6. Encourage 360-degree integration:
One thing that kills company culture very quickly is the allowing of what I call ‘sub-cultures’ to form within the company. Humans, like water, gravitate towards the path of least resistance. Integration is hard work. And, if the culture of integration is not actively fostered, it will quickly die. As leaders, we must not allow sub-cultures to form where people of similar backgrounds, ethnicities, etc. are allowed to permanently ‘huddle’ together at the expense of everybody else. This is controversial, but integration and diversity work both ways. 360 degrees. For instance, racist jokes whether from ethnic minorities or not, are forbidden.
7. Recognise and protect your base:
Japan’s buildings in earthquake-prone areas are some of the most resilient in the world, and a recent BBC article explores why. It’s because of the capacity of the buildings to dance, as the ground moves beneath them. In other words, the foundation is strong, but the buildings are agile. For diversity to work, the foundation of the company must be universally strongly rooted in the values of the company. These values must unite every single employee irrespective of experience, orientation, race, gender, or background.
So paradoxically, a strong uniform foundation is the only way to establish true diversity.

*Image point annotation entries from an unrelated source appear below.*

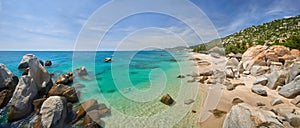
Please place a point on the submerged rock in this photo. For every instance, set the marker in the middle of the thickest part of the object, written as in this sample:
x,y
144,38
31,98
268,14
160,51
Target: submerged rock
x,y
63,90
245,116
65,79
7,79
167,99
25,61
21,104
48,63
53,112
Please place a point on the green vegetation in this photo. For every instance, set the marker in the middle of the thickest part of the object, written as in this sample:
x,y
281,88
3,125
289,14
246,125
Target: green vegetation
x,y
278,32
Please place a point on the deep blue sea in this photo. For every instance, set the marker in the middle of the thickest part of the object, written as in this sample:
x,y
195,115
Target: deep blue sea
x,y
131,85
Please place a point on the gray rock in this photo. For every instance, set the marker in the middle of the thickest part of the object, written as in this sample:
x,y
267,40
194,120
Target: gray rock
x,y
259,70
293,119
260,104
233,62
276,101
276,79
245,116
21,102
25,61
291,89
53,112
296,100
48,63
189,101
281,111
7,79
40,76
294,71
261,80
259,90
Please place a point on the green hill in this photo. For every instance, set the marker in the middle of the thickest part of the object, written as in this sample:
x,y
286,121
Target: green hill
x,y
278,32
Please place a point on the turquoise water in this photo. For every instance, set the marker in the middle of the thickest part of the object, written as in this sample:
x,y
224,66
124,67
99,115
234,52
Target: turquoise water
x,y
131,85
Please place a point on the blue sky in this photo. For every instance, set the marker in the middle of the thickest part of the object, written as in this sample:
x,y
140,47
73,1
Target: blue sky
x,y
56,24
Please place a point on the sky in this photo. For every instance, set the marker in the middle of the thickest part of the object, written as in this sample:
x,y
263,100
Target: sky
x,y
63,24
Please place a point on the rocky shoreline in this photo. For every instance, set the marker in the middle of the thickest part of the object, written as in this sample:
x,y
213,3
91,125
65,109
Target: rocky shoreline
x,y
261,89
47,102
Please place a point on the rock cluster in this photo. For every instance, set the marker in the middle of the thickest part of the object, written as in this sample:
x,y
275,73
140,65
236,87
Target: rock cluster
x,y
275,68
51,102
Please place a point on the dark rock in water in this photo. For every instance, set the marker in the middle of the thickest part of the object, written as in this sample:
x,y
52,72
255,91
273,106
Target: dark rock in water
x,y
92,120
5,96
237,101
189,101
65,79
21,104
54,112
180,76
63,90
25,61
107,60
203,79
48,63
7,79
167,99
37,104
276,101
81,71
217,113
111,91
207,73
25,72
173,60
259,90
81,110
41,62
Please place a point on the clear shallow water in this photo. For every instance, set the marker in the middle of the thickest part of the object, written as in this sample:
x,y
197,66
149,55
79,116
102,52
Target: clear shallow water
x,y
131,85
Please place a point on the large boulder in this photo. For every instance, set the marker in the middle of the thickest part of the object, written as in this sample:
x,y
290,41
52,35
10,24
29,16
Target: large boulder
x,y
291,89
7,79
53,112
40,76
259,90
25,61
259,70
275,79
5,96
65,79
293,72
64,90
21,103
233,62
245,116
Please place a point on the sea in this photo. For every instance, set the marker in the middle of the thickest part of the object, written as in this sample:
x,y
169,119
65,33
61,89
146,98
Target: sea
x,y
131,85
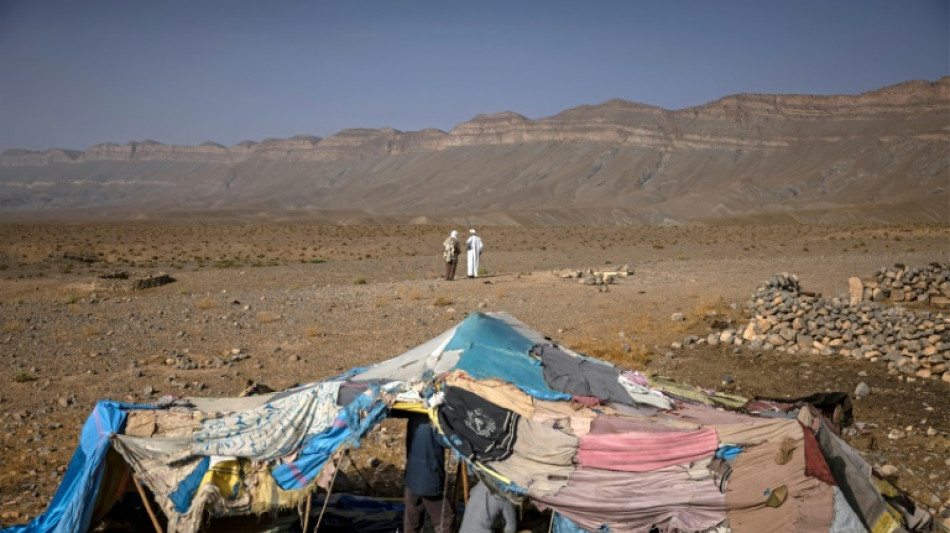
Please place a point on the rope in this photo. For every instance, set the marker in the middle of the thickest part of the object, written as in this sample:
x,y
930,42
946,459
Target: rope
x,y
445,489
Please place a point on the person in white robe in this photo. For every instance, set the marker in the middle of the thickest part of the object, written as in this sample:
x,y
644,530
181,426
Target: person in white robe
x,y
474,246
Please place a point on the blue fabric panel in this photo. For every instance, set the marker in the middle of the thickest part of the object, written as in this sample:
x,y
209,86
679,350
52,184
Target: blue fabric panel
x,y
728,451
347,427
493,349
186,490
563,524
70,510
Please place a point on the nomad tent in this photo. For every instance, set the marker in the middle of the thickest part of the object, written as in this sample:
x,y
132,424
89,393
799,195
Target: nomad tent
x,y
603,448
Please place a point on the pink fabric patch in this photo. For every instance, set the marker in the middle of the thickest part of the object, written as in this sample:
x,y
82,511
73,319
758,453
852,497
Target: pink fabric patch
x,y
642,452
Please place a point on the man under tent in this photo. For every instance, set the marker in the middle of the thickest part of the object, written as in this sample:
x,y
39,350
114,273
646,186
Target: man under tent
x,y
425,477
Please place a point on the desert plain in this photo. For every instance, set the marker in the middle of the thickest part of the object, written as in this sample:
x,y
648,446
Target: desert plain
x,y
283,303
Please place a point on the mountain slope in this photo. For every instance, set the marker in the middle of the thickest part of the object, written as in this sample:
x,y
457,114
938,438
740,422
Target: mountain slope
x,y
878,156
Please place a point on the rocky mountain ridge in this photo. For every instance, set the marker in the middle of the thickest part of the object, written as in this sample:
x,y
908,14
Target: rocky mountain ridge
x,y
880,154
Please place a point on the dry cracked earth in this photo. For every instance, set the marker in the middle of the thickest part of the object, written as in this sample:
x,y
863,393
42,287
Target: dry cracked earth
x,y
282,304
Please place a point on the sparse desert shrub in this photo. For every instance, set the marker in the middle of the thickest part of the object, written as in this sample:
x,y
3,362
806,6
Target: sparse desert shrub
x,y
266,317
23,377
635,357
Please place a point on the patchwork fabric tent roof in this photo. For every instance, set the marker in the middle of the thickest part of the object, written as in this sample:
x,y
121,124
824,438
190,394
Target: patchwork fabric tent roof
x,y
604,448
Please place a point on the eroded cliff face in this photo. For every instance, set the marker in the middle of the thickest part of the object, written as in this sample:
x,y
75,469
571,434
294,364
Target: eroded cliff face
x,y
616,162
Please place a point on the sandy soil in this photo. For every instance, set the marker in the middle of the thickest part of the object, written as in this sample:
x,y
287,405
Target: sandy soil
x,y
288,303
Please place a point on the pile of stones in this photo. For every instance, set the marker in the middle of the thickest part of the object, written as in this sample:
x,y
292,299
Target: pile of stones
x,y
132,281
927,284
787,318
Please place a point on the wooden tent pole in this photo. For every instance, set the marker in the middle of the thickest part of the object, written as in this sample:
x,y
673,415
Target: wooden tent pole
x,y
465,484
458,484
326,499
148,506
306,515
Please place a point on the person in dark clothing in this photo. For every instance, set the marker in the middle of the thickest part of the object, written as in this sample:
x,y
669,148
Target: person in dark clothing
x,y
450,251
425,478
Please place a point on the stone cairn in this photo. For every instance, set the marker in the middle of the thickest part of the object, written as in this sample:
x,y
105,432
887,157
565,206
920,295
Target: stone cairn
x,y
132,281
928,284
786,318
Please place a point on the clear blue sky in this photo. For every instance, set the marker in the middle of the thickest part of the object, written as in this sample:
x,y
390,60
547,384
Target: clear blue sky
x,y
76,73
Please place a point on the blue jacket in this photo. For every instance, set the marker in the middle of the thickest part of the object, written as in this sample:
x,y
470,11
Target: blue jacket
x,y
425,457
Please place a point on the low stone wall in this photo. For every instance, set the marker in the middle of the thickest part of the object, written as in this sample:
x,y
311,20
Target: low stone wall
x,y
787,318
132,281
928,284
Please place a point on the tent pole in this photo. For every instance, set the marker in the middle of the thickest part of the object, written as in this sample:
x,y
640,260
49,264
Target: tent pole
x,y
326,498
148,506
458,484
465,484
306,515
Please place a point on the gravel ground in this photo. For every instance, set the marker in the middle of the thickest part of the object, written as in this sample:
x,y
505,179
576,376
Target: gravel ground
x,y
357,295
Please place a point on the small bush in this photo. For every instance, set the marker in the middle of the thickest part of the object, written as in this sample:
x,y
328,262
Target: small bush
x,y
266,317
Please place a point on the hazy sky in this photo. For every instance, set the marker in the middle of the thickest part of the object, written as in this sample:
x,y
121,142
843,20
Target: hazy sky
x,y
76,73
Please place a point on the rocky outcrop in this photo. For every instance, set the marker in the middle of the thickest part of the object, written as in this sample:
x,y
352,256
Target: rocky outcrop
x,y
29,158
914,343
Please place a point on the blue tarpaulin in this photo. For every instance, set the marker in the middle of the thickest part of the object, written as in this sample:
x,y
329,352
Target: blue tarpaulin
x,y
493,349
71,509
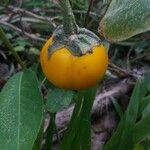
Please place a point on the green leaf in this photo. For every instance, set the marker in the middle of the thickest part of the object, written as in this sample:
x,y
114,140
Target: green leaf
x,y
123,138
125,18
21,108
126,141
142,129
58,99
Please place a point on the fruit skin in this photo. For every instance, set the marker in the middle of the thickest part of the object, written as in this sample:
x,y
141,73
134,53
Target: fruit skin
x,y
67,71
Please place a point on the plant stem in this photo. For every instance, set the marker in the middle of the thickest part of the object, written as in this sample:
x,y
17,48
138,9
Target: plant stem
x,y
88,12
85,122
69,23
50,132
10,47
70,133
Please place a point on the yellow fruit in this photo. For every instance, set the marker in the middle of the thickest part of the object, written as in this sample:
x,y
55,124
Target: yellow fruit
x,y
67,71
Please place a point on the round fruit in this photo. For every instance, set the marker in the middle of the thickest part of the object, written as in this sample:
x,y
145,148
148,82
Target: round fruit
x,y
68,71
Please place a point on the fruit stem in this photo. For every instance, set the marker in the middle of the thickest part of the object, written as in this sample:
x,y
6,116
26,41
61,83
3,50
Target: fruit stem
x,y
69,23
10,47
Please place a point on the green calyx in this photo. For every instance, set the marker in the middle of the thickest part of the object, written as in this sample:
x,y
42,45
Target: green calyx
x,y
78,43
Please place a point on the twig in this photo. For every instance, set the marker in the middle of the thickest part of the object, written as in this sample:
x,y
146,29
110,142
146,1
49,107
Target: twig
x,y
88,12
120,71
23,11
10,47
31,36
103,99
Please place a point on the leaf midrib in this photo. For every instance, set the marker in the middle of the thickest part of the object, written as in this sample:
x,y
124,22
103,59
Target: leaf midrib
x,y
19,95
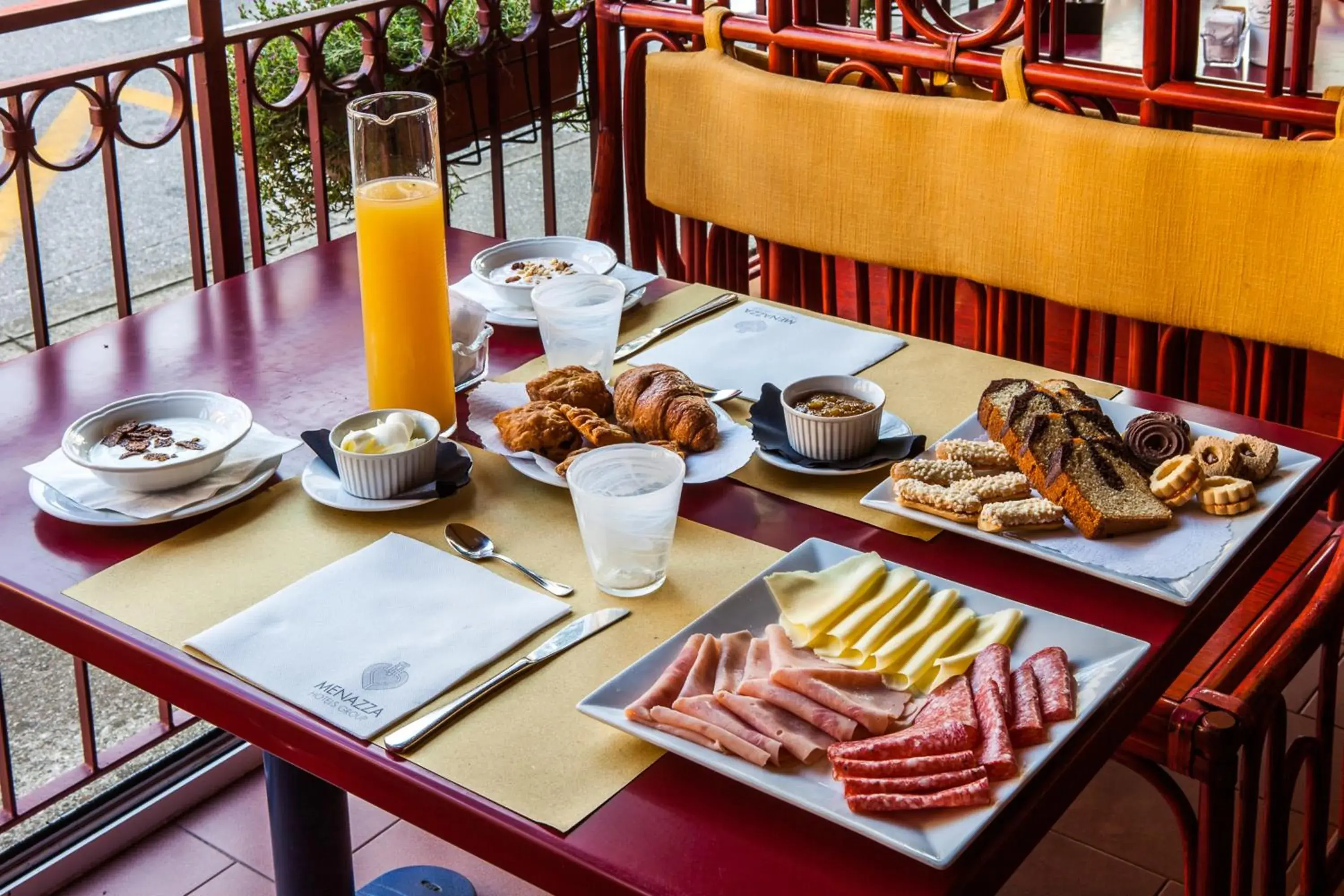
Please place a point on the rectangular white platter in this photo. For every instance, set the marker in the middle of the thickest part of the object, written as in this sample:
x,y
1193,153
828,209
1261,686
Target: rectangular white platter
x,y
1183,589
1101,660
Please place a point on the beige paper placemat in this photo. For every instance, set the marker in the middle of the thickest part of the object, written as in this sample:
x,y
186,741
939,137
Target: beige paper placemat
x,y
933,386
527,747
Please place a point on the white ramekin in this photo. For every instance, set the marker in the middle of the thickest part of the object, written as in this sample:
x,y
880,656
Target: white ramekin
x,y
383,476
832,439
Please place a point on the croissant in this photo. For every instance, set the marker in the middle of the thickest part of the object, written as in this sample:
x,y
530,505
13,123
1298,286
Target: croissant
x,y
662,404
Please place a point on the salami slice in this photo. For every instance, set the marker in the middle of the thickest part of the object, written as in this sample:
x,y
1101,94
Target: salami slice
x,y
904,767
935,741
995,745
974,794
1057,683
991,665
916,785
1029,723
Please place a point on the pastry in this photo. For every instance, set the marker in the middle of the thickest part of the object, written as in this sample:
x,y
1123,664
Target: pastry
x,y
1027,515
1176,480
574,386
662,404
1156,437
564,466
1226,495
1002,487
983,456
541,428
1217,456
932,472
939,500
1258,457
596,429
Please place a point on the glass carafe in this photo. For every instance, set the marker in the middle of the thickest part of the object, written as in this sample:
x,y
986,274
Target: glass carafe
x,y
402,257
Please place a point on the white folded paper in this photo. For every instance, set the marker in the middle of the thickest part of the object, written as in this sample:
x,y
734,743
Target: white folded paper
x,y
374,636
82,487
756,345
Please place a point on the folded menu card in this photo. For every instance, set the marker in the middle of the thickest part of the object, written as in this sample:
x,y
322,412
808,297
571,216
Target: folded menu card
x,y
377,634
756,345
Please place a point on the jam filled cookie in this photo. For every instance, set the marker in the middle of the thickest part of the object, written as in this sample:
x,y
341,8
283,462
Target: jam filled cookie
x,y
1258,457
1176,480
1217,456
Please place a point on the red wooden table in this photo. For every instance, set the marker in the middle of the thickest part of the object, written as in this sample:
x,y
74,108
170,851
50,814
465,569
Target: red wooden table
x,y
287,340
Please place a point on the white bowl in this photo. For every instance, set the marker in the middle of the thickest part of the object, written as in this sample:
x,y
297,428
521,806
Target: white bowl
x,y
383,476
218,421
832,439
589,257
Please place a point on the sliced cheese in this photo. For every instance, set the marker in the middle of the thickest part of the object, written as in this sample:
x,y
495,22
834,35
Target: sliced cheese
x,y
908,637
998,628
859,620
814,601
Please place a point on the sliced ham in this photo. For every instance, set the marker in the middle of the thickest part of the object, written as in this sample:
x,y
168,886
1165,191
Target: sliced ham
x,y
706,708
995,745
974,794
701,679
1057,683
806,708
1029,720
913,785
804,741
904,767
851,692
668,685
932,741
726,739
991,665
733,660
952,702
758,660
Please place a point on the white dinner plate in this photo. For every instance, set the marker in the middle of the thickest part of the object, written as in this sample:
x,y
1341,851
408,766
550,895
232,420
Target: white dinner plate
x,y
892,428
58,505
1183,590
1101,660
324,487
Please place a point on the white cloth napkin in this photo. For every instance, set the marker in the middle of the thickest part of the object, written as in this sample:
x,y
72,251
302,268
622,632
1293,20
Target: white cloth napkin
x,y
754,345
479,291
377,634
734,449
82,487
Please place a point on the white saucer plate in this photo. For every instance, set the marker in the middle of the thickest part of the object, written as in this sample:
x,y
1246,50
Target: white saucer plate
x,y
324,487
892,428
58,505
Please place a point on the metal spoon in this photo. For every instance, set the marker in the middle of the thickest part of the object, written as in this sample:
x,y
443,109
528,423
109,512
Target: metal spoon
x,y
475,544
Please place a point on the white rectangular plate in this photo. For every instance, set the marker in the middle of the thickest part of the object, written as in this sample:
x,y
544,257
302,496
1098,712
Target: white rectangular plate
x,y
1185,590
1100,657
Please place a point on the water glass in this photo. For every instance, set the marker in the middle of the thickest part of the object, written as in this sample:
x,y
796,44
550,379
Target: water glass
x,y
580,318
627,497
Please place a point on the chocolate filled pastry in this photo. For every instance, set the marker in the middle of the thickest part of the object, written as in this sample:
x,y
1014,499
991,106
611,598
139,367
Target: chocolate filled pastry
x,y
1156,437
1258,457
662,404
574,386
1217,456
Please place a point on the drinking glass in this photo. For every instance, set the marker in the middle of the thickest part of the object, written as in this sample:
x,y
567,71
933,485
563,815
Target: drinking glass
x,y
580,318
627,497
402,256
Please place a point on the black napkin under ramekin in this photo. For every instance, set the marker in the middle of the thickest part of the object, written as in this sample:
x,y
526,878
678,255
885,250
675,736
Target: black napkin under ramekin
x,y
452,469
768,428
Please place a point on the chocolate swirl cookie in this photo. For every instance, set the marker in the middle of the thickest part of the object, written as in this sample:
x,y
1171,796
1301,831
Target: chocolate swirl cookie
x,y
1156,437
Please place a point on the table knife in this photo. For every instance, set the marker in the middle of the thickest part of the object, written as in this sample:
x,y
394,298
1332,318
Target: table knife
x,y
694,315
413,732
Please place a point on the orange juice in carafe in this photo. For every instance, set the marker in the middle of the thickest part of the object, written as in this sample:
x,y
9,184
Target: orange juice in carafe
x,y
404,288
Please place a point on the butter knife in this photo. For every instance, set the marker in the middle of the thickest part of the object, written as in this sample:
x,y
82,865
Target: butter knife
x,y
658,332
413,732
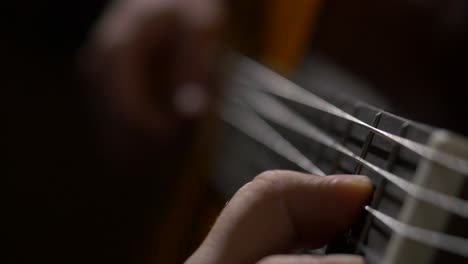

8. Unity does not imply Uniformity:
Unity signifies the singularity of purpose within an organisation. Uniformity is not necessary to achieve unity. Forcing uniformity, in thought, actions and deeds is a sure one-way street to inauthenticity, and by extension to resentment, which will inadvertently affect performance. As Jeff Gennette, CEO of Macy’s who is openly gay said in a recent interview with TIME magazine, ‘Equity is a very important component of how you get to an inclusive environment. An executive team is like a stadium. Who’s on the playing field making the calls, and driving strategy? You must have an inclusive environment where everybody feels like “I’m showing up with all my ideas and experiences’’. Until everyone feels valued, you’re not going to maximize the potential of your brand that’s serving the most diverse population this country has ever had.
In my own experience, wherever I have coached, consulted, or worked, the results of harnessing diversity have also been reflected in every single customer survey. Positive reviews have gone through the roof. And staff regularly give feedback on how fulfilled, valued, and happy they feel. And this spills over invariably into the company wallet. The proper use of diversity has the power to transform a company for good in every single metric. But it needs to be harnessed right.